And so begins the War on Charter Schools: the Department of Education has announced they will be slashing $210 million in charter school funds, using some of the money to expand the city's pre-Kindergarten programs.

Schools Chancellor Carmen Fariña made the announcement yesterday, noting that the diversion of funds "will help us create high-quality, full-day pre-Kindergarten seats citywide that will deliver strong instruction"; the DOE also hopes to reduce class sizes citywide.

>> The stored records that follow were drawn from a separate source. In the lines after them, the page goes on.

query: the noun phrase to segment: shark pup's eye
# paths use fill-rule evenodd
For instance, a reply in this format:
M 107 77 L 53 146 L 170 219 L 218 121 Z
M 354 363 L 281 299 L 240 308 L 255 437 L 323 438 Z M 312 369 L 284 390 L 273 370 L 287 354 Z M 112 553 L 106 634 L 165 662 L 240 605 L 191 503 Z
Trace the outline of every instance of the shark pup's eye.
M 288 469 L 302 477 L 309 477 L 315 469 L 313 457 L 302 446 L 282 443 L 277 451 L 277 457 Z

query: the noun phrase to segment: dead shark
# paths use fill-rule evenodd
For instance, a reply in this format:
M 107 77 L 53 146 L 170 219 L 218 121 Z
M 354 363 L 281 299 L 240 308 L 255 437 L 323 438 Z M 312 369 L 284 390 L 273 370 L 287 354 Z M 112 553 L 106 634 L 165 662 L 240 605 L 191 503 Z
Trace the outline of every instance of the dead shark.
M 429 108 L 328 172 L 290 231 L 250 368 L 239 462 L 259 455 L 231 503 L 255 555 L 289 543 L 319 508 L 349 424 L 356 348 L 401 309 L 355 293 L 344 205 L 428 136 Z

The move is a big one one for the de Blasio administration, as the mayor has been openly critical of charter schools, which notably expanded under Mayor Bloomberg. While campaigning this summer he announced plans to place a moratorium on the schools. The slashed funds will only affect schools that need the funding in the 2015-2019 fiscal year, and will not impact current charter school projects. "These are important steps that will dramatically improve educational outcomes for our students," Fariña said yesterday.

Naturally, the DOE's budget proposal has drawn criticism within the charter school community. "Educational homelessness for public charter school students is now the official policy of the De Blasio administration," Bill Phillips, president of the Northeast Charter Schools Network, said in a statement. And Jeremiah Kittredge, executive director of Families for Excellent Schools, told reporters in a statement that the new funds mean that "thousands of minority and low income students and families have their educational future unfairly put in jeopardy."

During his mayoral campaign, De Blasio promised to push universal pre-Kindergarten; the new budget plan would help create about 7,000 seats for full day pre-K programs, along with 33,000 additional seats schools-wide.